8. The Human Rights Committee, acting under article 5, paragraph 4, of the Optional Protocol to the International Covenant on Civil and Political Rights, is of the view that the facts before it disclose a violation of article 7, read together with article 2, of the Covenant.
9. In accordance with article 2, paragraph 3, of the Covenant, the author is entitled to an effective remedy, including completion of the investigation into the author's treatment, if still pending, as well as compensation. The State party is also under an obligation to take measures to prevent similar violations in the future.
10. Bearing in mind that, by becoming a party to the Optional Protocol, the State party has recognized the competence of the Committee to determine whether there has been a violation of the Covenant or not and that, pursuant to article 2 of the Covenant, the State party has undertaken to ensure to all individuals within its territory or subject to its jurisdiction the rights recognized in the Covenant and to provide an effective and enforceable remedy in case a violation has been established, the Committee wishes to receive from the State party, within 90 days, information about the measures taken to give effect to the Committee's Views. The State party is also requested to publish the Committee's Views.

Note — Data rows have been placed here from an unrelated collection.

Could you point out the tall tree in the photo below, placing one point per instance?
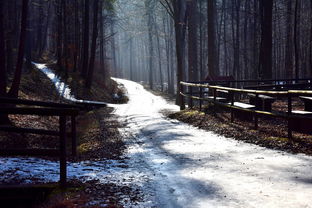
(265, 57)
(21, 50)
(93, 44)
(213, 65)
(85, 50)
(289, 45)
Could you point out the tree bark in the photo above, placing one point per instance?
(265, 59)
(213, 68)
(18, 70)
(93, 44)
(85, 50)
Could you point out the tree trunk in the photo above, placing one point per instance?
(265, 57)
(289, 45)
(213, 68)
(93, 45)
(19, 65)
(85, 50)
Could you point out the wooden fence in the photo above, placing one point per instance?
(63, 111)
(212, 90)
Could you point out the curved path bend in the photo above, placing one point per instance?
(188, 167)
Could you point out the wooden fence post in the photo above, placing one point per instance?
(232, 104)
(289, 114)
(190, 98)
(63, 172)
(255, 115)
(182, 102)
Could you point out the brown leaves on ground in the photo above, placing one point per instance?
(271, 133)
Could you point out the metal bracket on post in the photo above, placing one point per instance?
(289, 114)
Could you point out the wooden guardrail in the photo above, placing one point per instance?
(63, 111)
(290, 116)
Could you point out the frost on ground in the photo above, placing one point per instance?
(177, 165)
(189, 167)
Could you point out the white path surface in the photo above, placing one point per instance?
(177, 165)
(189, 167)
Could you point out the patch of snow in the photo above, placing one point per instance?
(177, 165)
(189, 167)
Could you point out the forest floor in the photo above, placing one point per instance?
(271, 133)
(97, 136)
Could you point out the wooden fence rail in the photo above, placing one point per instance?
(63, 111)
(290, 116)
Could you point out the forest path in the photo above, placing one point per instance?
(188, 167)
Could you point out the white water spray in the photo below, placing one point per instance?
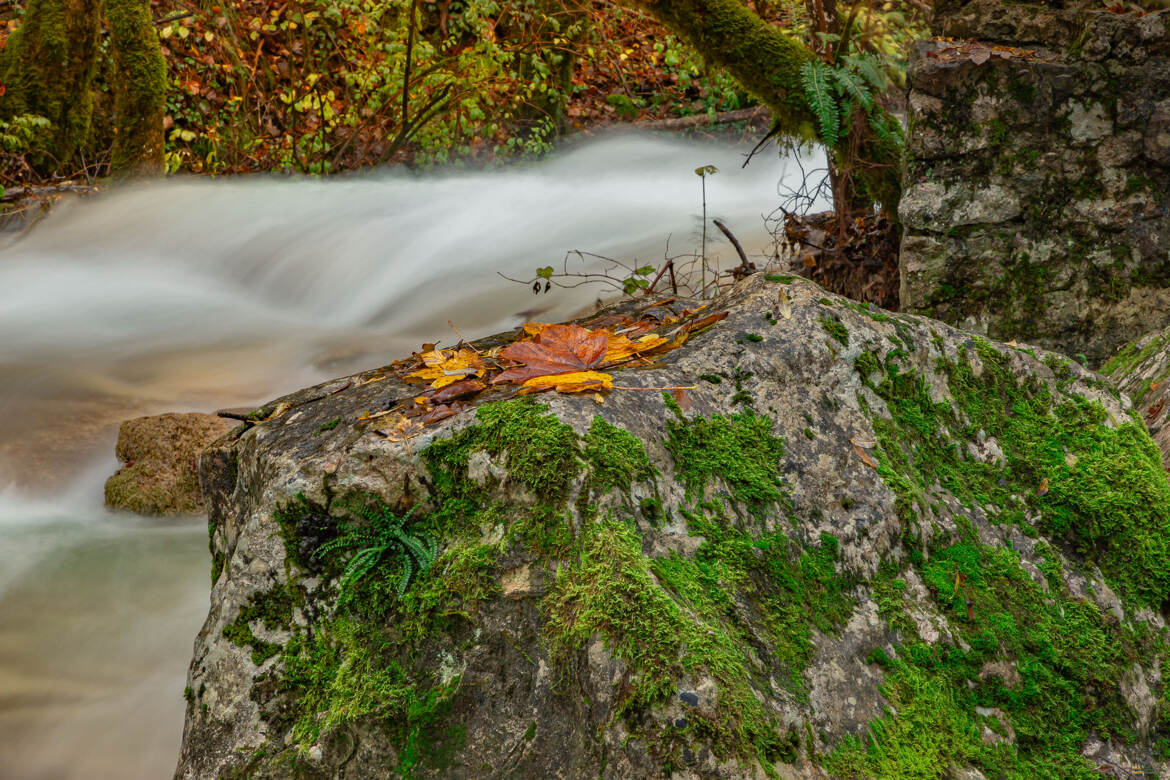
(188, 295)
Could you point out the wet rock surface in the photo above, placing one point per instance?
(159, 456)
(860, 544)
(1037, 174)
(1140, 370)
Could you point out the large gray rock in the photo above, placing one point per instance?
(1141, 370)
(1037, 177)
(159, 455)
(862, 544)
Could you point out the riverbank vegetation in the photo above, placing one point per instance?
(331, 85)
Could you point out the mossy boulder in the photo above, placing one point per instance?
(159, 455)
(860, 544)
(1140, 370)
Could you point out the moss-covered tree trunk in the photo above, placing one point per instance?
(766, 62)
(47, 69)
(140, 97)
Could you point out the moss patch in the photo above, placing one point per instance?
(738, 449)
(1065, 657)
(616, 456)
(1098, 490)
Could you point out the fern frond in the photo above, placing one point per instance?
(850, 84)
(871, 69)
(816, 78)
(888, 130)
(407, 570)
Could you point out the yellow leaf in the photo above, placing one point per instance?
(576, 382)
(447, 366)
(621, 347)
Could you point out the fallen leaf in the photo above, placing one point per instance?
(281, 408)
(576, 382)
(404, 428)
(706, 322)
(620, 347)
(458, 390)
(784, 304)
(447, 366)
(555, 350)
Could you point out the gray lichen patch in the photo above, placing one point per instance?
(665, 587)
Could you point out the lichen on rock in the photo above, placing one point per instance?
(875, 549)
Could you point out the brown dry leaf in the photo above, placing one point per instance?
(458, 390)
(447, 366)
(281, 408)
(555, 350)
(620, 346)
(576, 382)
(366, 415)
(866, 457)
(706, 322)
(440, 413)
(784, 304)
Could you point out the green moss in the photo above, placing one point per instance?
(835, 328)
(738, 449)
(617, 458)
(1107, 497)
(139, 89)
(1066, 654)
(274, 609)
(48, 68)
(673, 618)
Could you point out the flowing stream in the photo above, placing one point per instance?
(195, 295)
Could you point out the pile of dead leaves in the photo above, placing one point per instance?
(858, 260)
(950, 50)
(568, 358)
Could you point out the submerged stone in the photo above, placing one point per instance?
(159, 455)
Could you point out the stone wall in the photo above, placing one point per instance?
(1038, 174)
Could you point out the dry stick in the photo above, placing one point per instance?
(658, 390)
(406, 71)
(735, 242)
(661, 271)
(466, 343)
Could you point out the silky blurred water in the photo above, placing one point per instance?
(193, 295)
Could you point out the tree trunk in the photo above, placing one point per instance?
(764, 60)
(140, 91)
(47, 69)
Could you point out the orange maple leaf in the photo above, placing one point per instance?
(555, 350)
(578, 381)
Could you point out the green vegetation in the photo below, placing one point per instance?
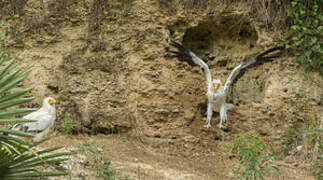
(98, 160)
(305, 133)
(68, 127)
(19, 159)
(305, 35)
(255, 162)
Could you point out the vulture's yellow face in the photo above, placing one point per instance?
(51, 101)
(216, 85)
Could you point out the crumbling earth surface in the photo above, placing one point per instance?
(108, 65)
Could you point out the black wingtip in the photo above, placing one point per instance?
(268, 51)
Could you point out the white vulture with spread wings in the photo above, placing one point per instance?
(45, 117)
(216, 92)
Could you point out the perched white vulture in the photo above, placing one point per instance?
(216, 92)
(45, 117)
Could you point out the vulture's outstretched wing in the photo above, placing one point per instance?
(193, 60)
(239, 70)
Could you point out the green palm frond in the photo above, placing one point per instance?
(19, 158)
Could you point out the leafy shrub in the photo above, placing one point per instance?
(305, 34)
(255, 162)
(20, 159)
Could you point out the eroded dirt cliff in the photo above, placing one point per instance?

[Adopted in English, French and Spanish, the English text being the original version. Subsequently to be issued also in Arabic, Chinese and Russian as part of the Committee's annual report to the General Assembly.]
* The following members of the Committee participated in the examination of the present communication: Mr. Abdelfattah Amor, Mr. Nisuke Ando, Mr. Prafullachandra Natwarlal Bhagwati, Ms. Christine Chanet, Mr. Maurice Glèlè Ahanhanzo, Mr. Edwin Johnson, Mr. Walter Kälin, Mr. Ahmed Tawfik Khalil, Mr. Rajsoomer Lallah, Mr. Michael O'Flaherty, Ms. Elisabeth Palm, Mr. Rafael Rivas Posada, Sir Nigel Rodley, Mr. Ivan Shearer, Mr. Hipólito Solari-Yrigoyen, Ms. Ruth Wedgwood and Mr. Roman Wieruszewski.
1. The Optional Protocol entered into force for the Russian Federation on 1 January 1992.
2. This submission was not transmitted to the SP.
3. Siragev v. Uzbekistan, Communication No. 907/2000, Views adopted on 1 November 2005, para.6.2.
4. Bleier v. Uruguay, Communication No. 30/1978, Views adopted on 24 March 1980, para.13.3, Dermit Berbato et al. v. Uruguay, Communication No. 84/1981, Views adopted on 21 October 1982, para.9.6.